(Togo First) - S’il n’est pas référencé dans la liste des vignobles du monde ni du continent, le Togo peut tout de même revendiquer depuis quelques années, l’éclosion de quelques jeunes pousses attirées par les effluves de la vinification. L’une d’entre elles, Kagni Kodjo, à la tête de son entreprise African’s Head, s’est positionnée sur un secteur original : transformer les fruits en vins. Et ça marche !
Debout dans le stand de la seconde édition du Marché international de l’artisanat du Togo (Miato II, 23 mars au 3 avril dernier, ndlr) où il a pris ses quartiers en cette reprise des activités foraines à Lomé, le jeune entrepreneur répète invariablement le même procédé : inviter le visiteur, lui présenter brièvement le breuvage contenu dans l’une des bouteilles étiquetées Kr’ina, lui proposer une dégustation et le convaincre d’en emporter une.
L’exercice, Kagni Kodjo l’a répété un nombre incalculable de fois déjà, au gré des foires, expositions et événements où il s’est invité, afin de mieux faire connaître au public, ses fruités. Car l’idylle entre le jeune trentenaire et les vins à base de fruits ne date pas de la veille. “J’aime tellement les fruits, et ce, depuis ma tendre enfance”, explique-t-il.
Le déclic
Son entrée dans le monde estudiantin n’y changera rien. Mieux, son parcours en agronomie phytosanitaire, couplée à une intégration à une association, lui donne la possibilité de suivre une formation en fermentation de boisson naturelle faite à base de champignons. La méthode, qu’il essaiera avec des fruits, représente le déclic.

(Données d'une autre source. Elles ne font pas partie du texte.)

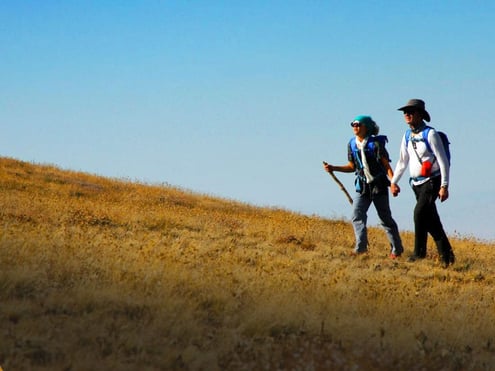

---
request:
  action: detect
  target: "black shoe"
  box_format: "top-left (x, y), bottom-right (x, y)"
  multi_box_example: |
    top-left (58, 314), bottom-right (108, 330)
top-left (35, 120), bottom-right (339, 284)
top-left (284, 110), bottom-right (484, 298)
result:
top-left (407, 255), bottom-right (422, 263)
top-left (442, 251), bottom-right (455, 268)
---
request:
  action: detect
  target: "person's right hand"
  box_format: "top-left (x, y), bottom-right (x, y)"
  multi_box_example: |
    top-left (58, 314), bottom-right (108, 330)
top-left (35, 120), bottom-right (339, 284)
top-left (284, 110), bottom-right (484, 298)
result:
top-left (390, 183), bottom-right (400, 197)
top-left (323, 162), bottom-right (333, 173)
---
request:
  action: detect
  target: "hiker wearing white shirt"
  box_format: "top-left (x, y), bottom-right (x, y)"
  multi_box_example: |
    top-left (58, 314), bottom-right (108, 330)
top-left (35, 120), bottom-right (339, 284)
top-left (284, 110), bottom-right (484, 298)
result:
top-left (324, 116), bottom-right (404, 259)
top-left (390, 99), bottom-right (455, 267)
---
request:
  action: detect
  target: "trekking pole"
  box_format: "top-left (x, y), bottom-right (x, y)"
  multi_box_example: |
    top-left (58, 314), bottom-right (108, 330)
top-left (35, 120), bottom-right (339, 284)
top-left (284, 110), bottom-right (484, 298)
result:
top-left (323, 161), bottom-right (352, 205)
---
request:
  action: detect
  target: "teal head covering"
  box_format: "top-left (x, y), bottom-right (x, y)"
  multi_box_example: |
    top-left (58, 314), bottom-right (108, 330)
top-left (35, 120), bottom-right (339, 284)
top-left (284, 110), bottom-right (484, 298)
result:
top-left (352, 115), bottom-right (380, 135)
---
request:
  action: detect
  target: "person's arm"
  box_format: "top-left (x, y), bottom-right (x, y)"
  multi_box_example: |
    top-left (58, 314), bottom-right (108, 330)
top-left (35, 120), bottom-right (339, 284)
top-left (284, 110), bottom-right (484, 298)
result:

“J’ai constaté après une fermentation du bissap que le goût ressemblait à celui du vin. C’est de là qu’est née l’idée de faire un vin purement à base du bissap. Après, nous l’avons amélioré en y ajoutant des additifs naturels de légumes et essayé avec des fruits”, confie-t-il.
Définitivement séduit, il décide d’essayer la vinification, exclusivement à partir de produits locaux. A la foire des jeunes entrepreneurs Adjafi (événement annuel qui se déroule à Lomé, ndlr), il présente quelques échantillons de ses produits et décroche avec ses camarades de l’Université, le premier prix du concours Pépites d'or.
Ce premier pactole lui ouvre les portes d’un accompagnement du Fonds d’appui aux initiatives économiques des jeunes (FAIEJ). Le mécanisme gouvernemental lui octroie dans la foulée, une subvention de 2 millions FCFA. Dans le même temps, il démarre une période d’incubation de deux ans au centre Innov’up. Le voilà définitivement lancé.
Débuts timides
Si son entreprise voit le jour, les débuts ne sont pas aussi rêvés qu’escomptés. “Au début, ça a été difficile parce que nous avons tous connu le vin avec du raisin”, avoue Kagni. De façon brusque, on vous dit qu’on peut faire du vin avec du bissap ou telle chose. On a fait beaucoup d’efforts avant que les gens ne commencent à croire avant de goûter”.
Mais, armé de ses pintes de dégustation, le vigneron togolais use de persévérance et de persuasion pour convaincre les plus sceptiques. “Aujourd’hui, beaucoup apprécient. Nous avons réussi le pari de démystifier le vin à base de raisin", se réjouit-il.
Compositeur de goûts et formateur
Désormais connu, Kagni ose un peu plus. Le patron d’African’s Head essaie des formules et compose des vins avec 3 ou 4 produits. L'objectif est de varier les goûts et proposer une large palette de produits à ses clients. “Actuellement, je suis un formulateur en production de vin à base des fruits et des légumes”, embraye-t-il.
Surtout, il décide de partager ses expériences et transmettre ses compétences à d’autres jeunes. Une façon d’encourager l’entrepreneuriat.
400 bouteilles par mois…, cap sur l’industrialisation
D’un seul bidon de 25 litres, le producteur de vins locaux à base de fruits et de légumes locaux est passé aujourd’hui à deux cuves de fermentation de 350 litres et de 150 litres. ‘‘J’ai commencé avec 30 bouteilles, après on est passé à 50 puis à 100. Actuellement, on est à une capacité de 400 bouteilles par mois. Nous arrivons à dépasser cette capacité en cas de grands événements’’, affirme celui qui est surnommé par ses proches Egato 1er.
L’ambition est désormais d’industrialiser le projet et de le porter à une autre échelle. “Il est temps que d'ici deux ans, on puisse avoir une industrie de transformation des fruits et des légumes en main avec des machines adéquates pour que le produit fini soit plus raffiné”, estime-t-il. Et puisque le rêve est permis, le jeune patron se voit bien doubler ou tripler la production dans les prochaines années pour satisfaire toutes les demandes.
En attendant, Kagni Kodjo continue de faire goûter son nectar à qui le veut.